Un recrutement des employés des corporations pour faire le travail sale. Travail qui, certainement, comprend aussi le voyage de Luis Florido au Nicaragua ces jours-ci pour « soutenir » 28 députés (16 titulaires et 12 suppléants) qui ont été relevés de leurs fonctions par des sentences, une du Conseil Electoral Suprême et l'autre de la Cour Suprême de Justice qui déclarent sans effets ces représentations car ces députés sont affiliés à un parti à l'intérieur duquel il existe des conflits d'intérêt. Luis Florido est allé mettre au point un dossier commun de « persécution politique » et « d'attaque des pouvoirs législatifs » au nom de ceux qui profitent véritablement de ce scénario :le Département d'Etat, ses agences et ses ONG.

Un pays pour le blanchiment d'argent et la spéculation financière est l'objectif qu'il veut atteindre.

Banques mondiales, ressources pétrolières et guerre financière contre le pays

Selon le site Open Secrets, la carrière politique de Marco Rubio est en bonne partie financée par le fonds d'investissement spéculatif Elliot Management du spéculateur Paul Singer, responsable d'avoir bloqué financièrement l'Argentine pendant plus de 10 ans et lié politiquement aux artisans et aux personnages clef qui sont derrière Dólar Today: le mercenaire financier Steve Hanke et son maître : l'oligarchie pétrolière des frères Koch. Goldman Sachs a aussi donné de l'argent pour les campagnes de Rubio pour voir s'il arriverait ainsi à finir de mettre en place les manœuvres contre le Venezuela. Ils s'assurent de facturer un butin onéreux au prix de la sueur des Vénézuéliens.

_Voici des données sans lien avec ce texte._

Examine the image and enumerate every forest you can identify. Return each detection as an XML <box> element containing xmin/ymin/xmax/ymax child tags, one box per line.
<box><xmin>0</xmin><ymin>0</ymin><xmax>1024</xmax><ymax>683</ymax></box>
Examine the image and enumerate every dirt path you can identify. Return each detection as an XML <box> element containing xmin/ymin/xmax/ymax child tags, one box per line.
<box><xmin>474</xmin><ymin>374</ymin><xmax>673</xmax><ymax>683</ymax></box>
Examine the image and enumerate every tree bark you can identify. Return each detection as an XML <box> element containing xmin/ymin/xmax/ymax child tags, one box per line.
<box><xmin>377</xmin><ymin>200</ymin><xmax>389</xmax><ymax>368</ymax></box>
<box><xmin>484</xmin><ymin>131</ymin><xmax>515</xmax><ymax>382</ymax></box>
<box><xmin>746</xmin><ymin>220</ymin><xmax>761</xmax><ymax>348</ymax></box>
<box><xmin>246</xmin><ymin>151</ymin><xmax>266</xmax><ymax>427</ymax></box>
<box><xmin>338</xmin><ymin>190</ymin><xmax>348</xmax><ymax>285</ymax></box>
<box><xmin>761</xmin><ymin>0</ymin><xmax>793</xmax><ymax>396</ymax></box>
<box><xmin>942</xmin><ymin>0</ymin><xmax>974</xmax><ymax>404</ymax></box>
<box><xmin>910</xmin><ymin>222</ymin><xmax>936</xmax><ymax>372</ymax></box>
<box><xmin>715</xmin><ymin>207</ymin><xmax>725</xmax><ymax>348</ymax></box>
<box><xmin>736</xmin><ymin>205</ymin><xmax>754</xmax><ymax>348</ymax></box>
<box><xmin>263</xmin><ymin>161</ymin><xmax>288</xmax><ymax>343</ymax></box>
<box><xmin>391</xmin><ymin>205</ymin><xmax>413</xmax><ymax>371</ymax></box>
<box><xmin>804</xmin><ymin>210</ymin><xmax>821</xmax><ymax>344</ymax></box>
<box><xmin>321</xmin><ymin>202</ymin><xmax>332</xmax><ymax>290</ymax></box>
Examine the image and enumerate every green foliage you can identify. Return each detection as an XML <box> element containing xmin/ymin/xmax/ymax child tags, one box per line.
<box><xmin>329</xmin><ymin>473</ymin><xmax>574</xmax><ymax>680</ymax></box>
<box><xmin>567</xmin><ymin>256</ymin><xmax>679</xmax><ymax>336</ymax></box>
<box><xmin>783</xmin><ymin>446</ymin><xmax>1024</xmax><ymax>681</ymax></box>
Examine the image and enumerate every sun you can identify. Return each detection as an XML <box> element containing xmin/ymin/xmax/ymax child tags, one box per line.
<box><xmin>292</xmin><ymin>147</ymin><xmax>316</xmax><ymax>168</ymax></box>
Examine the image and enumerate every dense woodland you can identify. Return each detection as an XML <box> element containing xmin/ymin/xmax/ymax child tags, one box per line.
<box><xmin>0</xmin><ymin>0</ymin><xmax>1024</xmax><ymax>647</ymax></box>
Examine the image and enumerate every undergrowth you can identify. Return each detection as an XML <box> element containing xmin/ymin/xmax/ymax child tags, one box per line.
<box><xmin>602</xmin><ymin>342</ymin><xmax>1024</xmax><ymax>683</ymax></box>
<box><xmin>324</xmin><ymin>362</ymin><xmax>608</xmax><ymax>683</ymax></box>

Pour sa part, Ed Royce est financé par Bank Of America, Wells Fargo et Morgan Stanley: 3 puissantes banques mondiales liées aux affaires pétrolières transnationales et à médiation spéculative des dettes extérieures de pays-mine dépendants de cette ressource. Des pouvoirs financiers qui, de plus, sont ceux qui rivalisent le plus géo-politiquement avec la Russie et la Chine. Cet encadrement géo-politique peut aussi résumer la raison pour laquelle ils cherchent le plus médiocre et le plus agressif pour faire de la politique avec l'estampille « opposition vénézuélienne ». Un pays pour le blanchiment d'argent et la spéculation financière est l'objectif à atteindre par ces corporations et ces oligarchies mondiales.

Alors celui qui porte le poids de représenter la voix à l'étranger de l'opposition vénézuélienne est un acteur qui arbore des affaires dans la principale liaison des importations du Venezuela (Panamá), des contacts avec des secteurs patronaux argentins hautement corrompus, avec des agents financiers qui sont derrière la guerre économique contre le Venezuela par délégation et avec des personnalités politiques liées à des intérêts corporatifs de la banque pétrolière mondiale.

Et celui-ci ne se donne même pas la peine de cacher sa condition de mercenaire financier et de conducteur de la politique d'insertion du Venezuela dans la mondialisation néolibérale la plus inhumaine. Le 3 août, il a été présent lors d'une rencontre avec le « secteur agro-alimentaire » (FEDENAGA et le branche de propriétés terriennes de FEDECAMARAS). Il a dit que « Le Venezuela a le potentiel pour se sortir du désastre de Maduro et réactiver l'investissement national et étranger. »

Traduction : achever les entreprises publiques, privatiser les secteurs stratégiques de l'économie et faire un pays attractif pour le pillage transnational. Maintenant, tout ce qui concerne la « crise humanitaire » et la Charte Démocratique commence à avoir été entendu. Celui qui parle ainsi, c'est parce qu'il a déjà les contacts pour aider à refaire du Venezuela une terre détruite par la capitalisme mondial. Mais ils n'ont pas encore le pouvoir de détruire le chavisme et son droit à penser et à décider de son avenir.